По обыденности, по нашей незамечаемости нет, пожалуй у воздуха никого на земле ближе, чем трава. Мы привыкли, что мир - зеленый. Ходим, мнем, затаптываем в грязь, сдираем гусеницами и колесами, срезаем лопатами, соскабливаем ножами бульдозеров, наглухо захлопываем бетонными плитами, заливаем горячим асфальтом, заваливаем железным, цементным, пластмассовым, кирпичным, бумажным, тряпичным хламом. Льем на траву бензин, мазут, керосин, кислоты и щелочи. Высыпать машину заводского шлака и накрыть и отгородить от солнца траву? Подумаешь! Сколько там травы? Десять квадратных метров. Не человека же засыпаем, траву. Вырастет в другом месте.
Однажды, когда кончилась зима и антифриз в машине был уже не нужен, я открыл краник и вся жидкость из радиатора вылилась на землю, там, где стояла машина - на лужайке под окнами нашего деревенского дома. Антифриз растекся продолговатой лужей, потом его смыло дождями, но на земле, оказывается, получился сильный ожог. Среди плотной мелкой травки, растущей на лужайке, образовалось зловещее черное пятно. Три года земля не могла залечить место ожога, и только потом уж плешина снова затянулась травой.

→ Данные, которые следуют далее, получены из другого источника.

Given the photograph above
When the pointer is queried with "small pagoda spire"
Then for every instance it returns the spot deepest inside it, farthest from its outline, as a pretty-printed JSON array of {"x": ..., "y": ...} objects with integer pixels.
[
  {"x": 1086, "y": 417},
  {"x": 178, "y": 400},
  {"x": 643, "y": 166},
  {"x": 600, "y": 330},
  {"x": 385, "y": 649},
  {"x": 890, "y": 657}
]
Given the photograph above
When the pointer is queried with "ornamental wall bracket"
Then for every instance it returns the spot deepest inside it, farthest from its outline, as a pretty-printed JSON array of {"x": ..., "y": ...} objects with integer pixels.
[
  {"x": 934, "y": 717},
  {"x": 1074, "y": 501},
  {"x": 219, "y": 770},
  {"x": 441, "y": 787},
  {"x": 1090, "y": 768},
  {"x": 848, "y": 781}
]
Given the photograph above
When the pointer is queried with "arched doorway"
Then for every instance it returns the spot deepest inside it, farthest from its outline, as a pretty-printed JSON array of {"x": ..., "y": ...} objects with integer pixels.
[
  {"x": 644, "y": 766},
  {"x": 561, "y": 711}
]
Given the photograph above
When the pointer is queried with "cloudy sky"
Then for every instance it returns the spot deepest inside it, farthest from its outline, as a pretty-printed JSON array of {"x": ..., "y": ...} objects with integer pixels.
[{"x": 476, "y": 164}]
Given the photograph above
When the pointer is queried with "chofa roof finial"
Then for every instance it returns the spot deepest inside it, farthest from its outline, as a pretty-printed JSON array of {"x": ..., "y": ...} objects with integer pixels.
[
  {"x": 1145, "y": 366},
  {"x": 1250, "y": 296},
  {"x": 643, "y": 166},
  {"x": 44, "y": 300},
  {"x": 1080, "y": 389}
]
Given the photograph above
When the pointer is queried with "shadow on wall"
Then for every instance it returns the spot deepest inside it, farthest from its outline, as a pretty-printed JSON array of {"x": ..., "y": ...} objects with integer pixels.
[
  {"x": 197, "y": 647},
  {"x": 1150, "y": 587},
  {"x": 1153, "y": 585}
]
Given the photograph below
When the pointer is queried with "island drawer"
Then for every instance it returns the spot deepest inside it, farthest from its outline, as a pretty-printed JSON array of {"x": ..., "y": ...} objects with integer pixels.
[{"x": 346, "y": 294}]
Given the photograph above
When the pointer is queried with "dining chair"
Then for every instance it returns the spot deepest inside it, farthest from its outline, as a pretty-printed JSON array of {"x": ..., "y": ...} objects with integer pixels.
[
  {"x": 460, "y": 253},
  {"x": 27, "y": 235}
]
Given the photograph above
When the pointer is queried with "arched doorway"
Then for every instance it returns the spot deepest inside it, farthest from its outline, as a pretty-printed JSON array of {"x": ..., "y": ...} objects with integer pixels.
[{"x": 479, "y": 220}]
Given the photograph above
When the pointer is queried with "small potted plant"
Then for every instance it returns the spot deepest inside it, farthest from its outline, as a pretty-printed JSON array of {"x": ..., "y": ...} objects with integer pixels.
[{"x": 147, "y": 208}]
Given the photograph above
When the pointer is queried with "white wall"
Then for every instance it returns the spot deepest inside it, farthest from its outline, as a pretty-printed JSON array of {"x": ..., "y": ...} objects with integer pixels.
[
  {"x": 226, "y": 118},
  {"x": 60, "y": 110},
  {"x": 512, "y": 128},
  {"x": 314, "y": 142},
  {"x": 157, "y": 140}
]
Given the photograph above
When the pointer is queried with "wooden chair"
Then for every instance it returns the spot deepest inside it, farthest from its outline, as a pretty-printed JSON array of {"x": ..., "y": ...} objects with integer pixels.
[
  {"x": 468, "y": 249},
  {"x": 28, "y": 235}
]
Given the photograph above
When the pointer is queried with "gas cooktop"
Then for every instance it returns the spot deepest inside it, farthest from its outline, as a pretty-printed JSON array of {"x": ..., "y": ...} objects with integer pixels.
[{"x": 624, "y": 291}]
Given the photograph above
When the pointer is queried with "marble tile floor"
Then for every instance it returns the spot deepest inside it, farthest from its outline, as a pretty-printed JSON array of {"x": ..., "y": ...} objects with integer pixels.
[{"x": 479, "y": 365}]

Под окном, конечно, заметно. Я жалел, что поступил неосторожно, испортил лужайку. Но ведь это под собственным окном! Каждый день ходишь мимо, видишь и вспоминаешь. Если же где-нибудь подальше от глаз, в овраге, на лесной опушке, в придорожной канаве, да, господи, мало ли на земле травы? Жалко ли ее? Ну, высыпали шлак (железные обрезки, щебень, бой-стекло, бетонное крошево), ну, придавили несколько миллионов травинок. Неужели такому высшему, по сравнению с травами, существу, как человек, думать и заботиться о таком ничтожестве, как травинка. Трава? Трава она и есть трава. Ее много. Она везде. В лесу, в поле, в степи, на горах, даже в пустыне… Разве что вот в пустыне ее поменьше. Начинаешь замечать, что, оказывается, может быть так: земля есть, а травы нет. Страшное, жуткое, безнадежное зрелище! Представляю себе человека в безграничной, бестравной пустыне, какой может оказаться после какой-нибудь космической или не космической катастрофы наша земля, обнаружившего на обугленной поверхности планеты единственный зеленый росточек, пробивающийся из мрака к солнцу.
Не помню где, в воспоминаниях какого-нибудь революционера, я вычитал трогательную историю о травинке.
Арестанту, заключенному в одиночке, принесли из большого мира стопу книг. Кроме самого арестанта в камере не было ничего живого. Каменные стены, железная кровать, тюфяк, набитый мертвой теперь соломой, табуретка, сделанная из бывшего живого дерева.
Ученый человек тотчас прервет меня и скажет, что плесень в углу тоже есть жизнь и разные там бактерии в воздухе… Но не будем педантами. Забудем даже про то, что в тюремном тюфяке могли водиться совсем уж живые существа. Будем считать условно, что кроме самого арестанта никакой жизни в камере не было. И вот ему принесли стопу книг. Он стал книги читать и вдруг увидел, что к книжной странице прилипло крохотное, право же, меньше булавочной головки семечко. Арестант аккуратно это семечко отделил и положил на лист бумаги.
Непонятное волнение охватило его. Впрочем, если вдуматься, то волнение арестанта можно понять.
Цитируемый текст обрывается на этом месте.